Date on Master's Thesis/Doctoral Dissertation

5-2020

Document Type

Master's Thesis

Degree Name

M. Eng.

Department

Chemical Engineering

Degree Program

JB Speed School of Engineering

Committee Chair

Willing, Gerold

Committee Member

Ghorbanian, Mahyar

Committee Member

Rockaway, Thomas

Author's Keywords

Selenium Speciation; IC-ICP-MS; HG-ICP-AES; WFGD Process Water; Selenite; Selenate

Abstract

During coal-fired electric power production, coal bound elemental selenium is released into the gas phase and oxidized to selenite and selenate in the wet flue gas desulfurization (WFGD) unit. Selenite and selenate solubilize in the WFGD process water. A process water system at a coal fired power plant contributes to environmental regulation compliance by removing the selenium species from WFGD process water. A selenium speciation method was developed for the purpose of better monitoring the selenium species present in the “treated” process water and to aid the process water system in meeting compliance with the Environmental Protection Agency’s Effluent Limitation Guidelines (ELG). The two species, selenite and selenate are removed from the process water through different mechanisms.

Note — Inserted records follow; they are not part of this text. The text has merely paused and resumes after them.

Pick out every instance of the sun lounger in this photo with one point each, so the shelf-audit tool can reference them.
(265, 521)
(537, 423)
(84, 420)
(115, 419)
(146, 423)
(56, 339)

Two methods for determining the concentration of the selenium species, selenite and selenate, in coal-fired power plant WFGD process water were developed utilizing Ion Chromatography Inductively Coupled Plasma Mass Spectroscopy (IC-ICP-MS) and Hydride Generation Inductively Coupled Plasma Atomic Emission Spectroscopy (HG-ICP-AES) equipment. WFGD process water from three coal fired plants with wet limestone, forced oxidation WFGD units were separated and quantified.

The IC-ICP-MS selenium speciation method separated the selenite and selenate in the IC and quantified each species in the ICP-MS. For WFGD process water effluent samples with a 10x dilution, the average percent selenite was 48.9%, the average percent selenate was 55.8%, and the average percent total inorganic selenium recovery was 104.7%.

The HG-ICP-AES fractionation method quantified selenium by forming a volatile hydride in the HG and quantified the result in the ICP-AES. The samples required the reduction of selenate to selenite in 10 M HCl with one hour of reduction time. The mock samples and WFGD process water sample overreported the amount of total inorganic selenium present in the sample by approximately 30%.

Going forward the IC-ICP-MS method can be improved to separate and quantify other selenium species that might be present in WFGD process water. The HG-ICP-AES method is limited to determining the concentration of selenite and selenate, however, can still be useful for process water systems that only deal with selenite and selenate removal.